Shen Z, Cen S, Shen J, Cai W, Xu J, Teng Z, Hu Z, Zeng Y
Department of Tumor Pathology, Medical College Shantou University, Guandong, PR China.
J Cancer Res Clin Oncol. 2000 Oct;126(10):589-94. doi: 10.1007/pl00008469.
In order to study the effect of viruses and tumor promoters on the tumorigenicity of the esophagus, human embryonic esophageal epithelial cells were infected with human papilloma virus HPV18 E6E7-AAV in synergy with 12-O-tetradecanoylphorbol 13-acetate (TPA) to observe their malignant transformation. The cultured esophageal epithelial cells incubated with HPV18 E6E7-AAV were divided into two groups: the SHEEC1 group was exposed to TPA (5 ng/ml) for 4 weeks at the 5th passage of the cells; the SHEE group served as the control and was cultured in the same medium without TPA. The morphological phenotype, the DNA content during the cell cycle and the chromosomes were analyzed. The tumorigenicity was assessed by colony formation after cultivation in soft agar and transplanting the cells into nude mice. HPV18 E6E7 DNA was assayed by fluorescent in situ hybridization (FISH) and the polymerase chain reaction (PCR). The SHEE group, at its 20th passage, grew as a monolayer with the cells showing anchorage dependence and contact inhibition. The chromosome analysis showed diploidy, and soft-agar cultivation and injection into nude mice showed the cells to be non-tumorigenic. They were therefore immortalized cells. In contrast, the SHEEC1 group (TPA group) showed increased DNA synthesis and a proliferative index that was higher (45%) than that of the SHEE group (34%). The number of large colonies of dense multilayer cells (positively transformed foci) in soft agar was high in SHEEC1 group (4.0%) but low in the SHEE group (0.1%). Tumors resulting from transplantation were observed in all six nude mice injected subcutaneously with cells of the SHEEC1 group but no tumor developed in mice receiving cells of the SHEE group. In both groups of cells, HPV18 E6E7 DNA was positively detected by FISH and PCR. The malignant transformation of human embryonic epithelial cells was induced in vitro by HPV18 E6E7 in synergy with TPA. This is a good evidence for the close relationship between HPV and the etiology and pathogenicity of esophageal carcinoma. It is also a reliable model for studying the cellular and molecular mechanisms of carcinogenesis of esophageal carcinoma.

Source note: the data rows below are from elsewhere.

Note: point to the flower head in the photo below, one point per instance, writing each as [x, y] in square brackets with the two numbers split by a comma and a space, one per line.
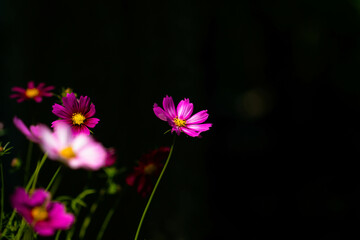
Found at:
[44, 215]
[32, 92]
[145, 174]
[79, 151]
[180, 119]
[31, 133]
[77, 113]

为研究病毒和肿瘤启动子对食管致瘤性的影响,将人乳头瘤病毒HPV18 E6E7 - AAV与人胚胎食管上皮细胞协同感染,并联合12 - O - 十四烷酰佛波醇13 - 乙酸酯(TPA),观察其恶性转化情况。将用HPV18 E6E7 - AAV培养的食管上皮细胞分为两组:SHEEC1组在细胞第5代时暴露于TPA(5 ng/ml)4周;SHEE组作为对照,在不含TPA的相同培养基中培养。分析细胞的形态表型、细胞周期中的DNA含量及染色体。通过软琼脂培养后集落形成及将细胞移植到裸鼠体内来评估致瘤性。采用荧光原位杂交(FISH)和聚合酶链反应(PCR)检测HPV18 E6E7 DNA。SHEE组在第20代时呈单层生长,细胞表现出贴壁依赖性和接触抑制。染色体分析显示为二倍体,软琼脂培养及注射到裸鼠体内显示细胞无致瘤性。因此,它们是永生化细胞。相比之下,SHEEC1组(TPA组)显示DNA合成增加,增殖指数高于SHEE组(分别为45%和34%)。SHEEC1组在软琼脂中致密多层细胞的大集落(阳性转化灶)数量较高(4.0%),而SHEE组较低(0.1%)。皮下注射SHEEC1组细胞的所有6只裸鼠均观察到移植瘤,而接受SHEE组细胞的小鼠未发生肿瘤。两组细胞中,通过FISH和PCR均阳性检测到HPV18 E6E7 DNA。HPV18 E6E7与TPA协同作用在体外诱导人胚胎上皮细胞发生恶性转化。这充分证明了HPV与食管癌病因及致病性之间的密切关系。它也是研究食管癌发生的细胞和分子机制的可靠模型。